Other gas-operated shotguns look much more traditional, and they still tap some of the expanding gas from the fired cartridge to operate what is essentially an internal pump action. Other mechanisms also exist, and while a straight blowback shotgun would be unpleasant at best, Benelli is known for the "inertia driven action" delayed-blowback mechanism with a very good reputation. Here is a video that lets you look inside both systems.


Others

Shotguns are available in many other configurations, including the perennial Call of Duty video game favorite, the lever-action Winchester 1887. Bolt action shotguns also exist, but these are far less common, at least in the US. Military armorers may have access to fully-automatic combat shotguns like the AA-12..

One more option to note: the relatively low pressure and large diameter of shotshells make pipe shotguns feasible.

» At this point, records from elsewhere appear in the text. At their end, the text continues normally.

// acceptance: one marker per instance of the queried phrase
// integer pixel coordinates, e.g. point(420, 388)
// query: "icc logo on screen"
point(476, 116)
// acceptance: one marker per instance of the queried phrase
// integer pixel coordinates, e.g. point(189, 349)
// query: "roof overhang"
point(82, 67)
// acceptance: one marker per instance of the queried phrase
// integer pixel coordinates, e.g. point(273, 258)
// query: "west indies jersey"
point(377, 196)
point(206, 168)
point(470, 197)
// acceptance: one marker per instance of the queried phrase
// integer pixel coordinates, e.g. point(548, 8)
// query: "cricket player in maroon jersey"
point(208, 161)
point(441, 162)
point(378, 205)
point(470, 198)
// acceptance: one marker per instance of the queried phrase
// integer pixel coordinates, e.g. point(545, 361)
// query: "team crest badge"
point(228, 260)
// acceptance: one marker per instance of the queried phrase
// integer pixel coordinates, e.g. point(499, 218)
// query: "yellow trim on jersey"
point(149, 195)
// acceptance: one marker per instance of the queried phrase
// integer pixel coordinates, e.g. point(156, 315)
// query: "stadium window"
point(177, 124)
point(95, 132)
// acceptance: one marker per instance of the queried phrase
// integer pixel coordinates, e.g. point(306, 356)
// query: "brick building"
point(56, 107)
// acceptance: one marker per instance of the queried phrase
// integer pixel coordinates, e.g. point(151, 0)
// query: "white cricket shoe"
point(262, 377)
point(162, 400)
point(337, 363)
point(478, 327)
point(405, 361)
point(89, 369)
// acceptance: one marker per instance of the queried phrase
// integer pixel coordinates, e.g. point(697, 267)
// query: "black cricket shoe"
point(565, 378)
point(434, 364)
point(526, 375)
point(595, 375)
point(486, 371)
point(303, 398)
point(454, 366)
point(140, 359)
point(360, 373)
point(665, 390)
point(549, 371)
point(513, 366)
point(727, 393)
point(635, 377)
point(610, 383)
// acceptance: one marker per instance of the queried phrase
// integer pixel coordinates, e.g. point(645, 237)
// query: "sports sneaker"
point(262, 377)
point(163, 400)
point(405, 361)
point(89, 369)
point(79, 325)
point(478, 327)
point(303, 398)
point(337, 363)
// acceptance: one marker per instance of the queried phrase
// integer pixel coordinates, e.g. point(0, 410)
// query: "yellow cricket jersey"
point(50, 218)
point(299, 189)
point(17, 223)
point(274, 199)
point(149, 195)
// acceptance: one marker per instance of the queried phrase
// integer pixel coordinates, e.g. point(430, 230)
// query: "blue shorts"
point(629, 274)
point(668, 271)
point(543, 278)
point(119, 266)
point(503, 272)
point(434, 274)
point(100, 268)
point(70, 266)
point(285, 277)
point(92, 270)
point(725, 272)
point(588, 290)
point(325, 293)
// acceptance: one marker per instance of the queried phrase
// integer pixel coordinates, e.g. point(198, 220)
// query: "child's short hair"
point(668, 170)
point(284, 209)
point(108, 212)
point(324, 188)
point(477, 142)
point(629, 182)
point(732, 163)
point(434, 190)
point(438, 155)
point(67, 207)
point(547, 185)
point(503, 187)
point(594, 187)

These usually have a short pipe fitted with a fixed firing pin inside a capped breech at one end, and fitting into the other end is another removable smaller-diameter pipe as the barrel which is loaded, inserted, slammed back into the firing pin to fire the shell, and then disassembled for cleaning/reloading. While these are usually associated with clandestine and improvised arms manufacturing, there was apparently at least one commercial release of this pattern.

Now, I am not recommending using scrap pipe and leftover lumber to take advantage of any government gun "buyback" schemes, but do with this information what you will.


Concluding Thoughts

Shotguns offer extreme versatility. Birdshot is suitable for waterfowl and rabbits. Buckshot is good for self-defense, and potentially shooting deer as the name implies. Slugs are even better for deer, and offer a measure of precision at range. Ammunition is fairly easy to come by, at least where I live, especially in 12- and 20-gauge. Of particular interest to preppers, shotshells can be reloaded with relative ease if you have powder, primers, wads, and your preferred projectiles. You need proper tools and a press, of course. I am not particularly familiar with the process, but my dad used to do this when I was little.

Since you can select anything from a simple single-barrel break-action to a fully kitted-out combat-ready pump action or autoloader, you are spoiled for choice when it comes to finding what you want. Simple shotguns are low on the priority list for ban-happy congresscritters, if that is of concern. For survival, I would probably recommend an inertia system if you want a self-loader. It is lighter, it can better handle adverse conditions and infrequent maintenance due to its design.

Downsides exist, though. Shotguns are LOUD. Ammunition is bulky and heavy if you expect to be on the move. Recoil, while not severe with target loads, can be stout with heavy turkey or goose loads, slugs, and buckshot.

On a personal note, I participated in the skeet & trap club at the community college I attended for drafting and design. I used a plain-jane Mossberg 500 12-gauge with an 18" cylinder bore barrel for skeet, and I just swapped to a longer modified choke barrel for trap. I was not very good, but that was not the gun's fault. Blasting clay pigeons is a good way to familiarize yourself with real-world shotgun handling, and it is a heck of a lot of fun.